- by Jimmy Fisher
- Nov 02, 2024
Concatenating 2018-2022 results in a single dataframe of 15,859,795 death records in the U.S. from 2018 to 2022, all of which include our selected variables.
As part of my initial exploratory data analysis of this giant NCHS U.S. mortality file, I built a Dash app to demonstrate how intermediate visualizations can make data easier to explore for programmers working on projects. I mapped encoding values onto the hover-overs to make each viz easier to understand, and added in some axis controls. The purpose of this viz is to explore the dataset as a data scientist, so I'm not going to spend a lot of time polishing it, but here is a quick walkthrough.
There are 4 visualizations controlled by the top global filters:
You can select a value from the 39, 113, or 358 cause recodes and also toggle on/off male and female records.
At the top-left is a line graph showing deaths by sex and year for the selected cause (in this case, "Malnutrition" from the 113 Cause Recode). The top-right shows deaths for the selected year (2022) on a scatter/jitter plot, with Age Recode 27 and Race Recode 40 selected for my axes. The hover-over box you see within the top-right viz shows the raw values for race_recode_40 and age_recode_27 from our data, but also the description (desc) of that value for the selected variable, such as "Samoan" and "75-79 years old".
The first of the lower two visualizations is a stacked bar-chart at the at the lower left, showing the distribution of deaths for the selected cause recode by year and age group. While this tile defaults to "All Years" (2018-2022), I selected 2022 and hovered over one segment, spawning a hover-over box telling us that 1,375 men 85-89 years of age died of malnutrition in the United States.

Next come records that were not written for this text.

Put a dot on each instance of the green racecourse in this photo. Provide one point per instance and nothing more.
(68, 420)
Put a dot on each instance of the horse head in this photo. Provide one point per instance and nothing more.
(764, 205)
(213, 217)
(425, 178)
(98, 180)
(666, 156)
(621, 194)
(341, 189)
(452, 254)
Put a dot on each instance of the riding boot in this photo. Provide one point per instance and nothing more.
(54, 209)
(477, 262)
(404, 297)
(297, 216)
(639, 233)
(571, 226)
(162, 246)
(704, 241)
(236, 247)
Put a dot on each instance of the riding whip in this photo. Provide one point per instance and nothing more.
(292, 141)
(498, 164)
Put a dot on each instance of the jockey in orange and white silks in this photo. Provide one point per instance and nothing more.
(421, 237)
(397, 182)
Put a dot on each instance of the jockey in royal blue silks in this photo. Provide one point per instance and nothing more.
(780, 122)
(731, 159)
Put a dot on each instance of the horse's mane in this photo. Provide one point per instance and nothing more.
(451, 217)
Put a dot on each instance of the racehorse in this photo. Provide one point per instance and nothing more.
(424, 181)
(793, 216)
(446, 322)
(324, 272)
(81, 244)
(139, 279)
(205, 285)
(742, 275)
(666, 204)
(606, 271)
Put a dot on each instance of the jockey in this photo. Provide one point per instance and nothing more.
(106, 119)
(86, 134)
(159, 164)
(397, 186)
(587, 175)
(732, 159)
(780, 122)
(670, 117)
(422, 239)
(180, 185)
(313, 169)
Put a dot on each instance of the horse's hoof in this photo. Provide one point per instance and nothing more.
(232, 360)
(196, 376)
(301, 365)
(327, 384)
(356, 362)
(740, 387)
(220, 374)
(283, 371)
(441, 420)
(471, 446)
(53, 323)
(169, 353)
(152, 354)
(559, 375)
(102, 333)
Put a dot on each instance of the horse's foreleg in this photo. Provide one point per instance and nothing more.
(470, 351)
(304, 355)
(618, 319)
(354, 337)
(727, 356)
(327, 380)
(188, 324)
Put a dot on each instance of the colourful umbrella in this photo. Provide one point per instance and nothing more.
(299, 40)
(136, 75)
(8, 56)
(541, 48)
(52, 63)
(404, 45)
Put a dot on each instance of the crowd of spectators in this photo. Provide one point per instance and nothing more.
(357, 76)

The fourth and final viz is a horizontal stacked bar chart with a toggle to show either where people were when they died or the manner of their death (e.g., natural, suicide, homicide, etc.). In the below screenshot for malnutrition, hovering over the orange segment of Place of Death 4 shows interpretable detail, that 5,520 women died in 2022 of malnutrition while at their homes.
The entire Jupyter Notebook is available on GitHub and the Dash App visualizer is available for your exploration through the following links:
NOTE: At the top of the Dash app code, you'll notice after loading the cause recode maps from .csv files, I created mappings for race, age, education, manner of death, and place of death. Then, I could reference them in each visualization's dataframe. The general layout of Dash apps is covered in THIS great article, and you can find some sophisticated examples HERE, but consider the code in blocks. First, below the variable maps, you'll find an app layout where the global filters and visualization locations (2 in the top row & 2 in the bottom row). Following this layout, each visualization is built in turn, beginning with @app.callback before specifying outputs and inputs. Take your time and, if you have access to an LLM, one great way to better understand the code is to copy-paste a section into it and ask for a detailed explanation.
For those interested in building visualizations such as these professionally, keep in mind that additional refinements to this approach would likely be necessary for laypersons to more easily navigate it, such as a single year selector affecting all tiles. The explicit purpose of this dashboard is to help data scientists with exploratory data analysis prior to conducting statistical tests and building AI/ML models.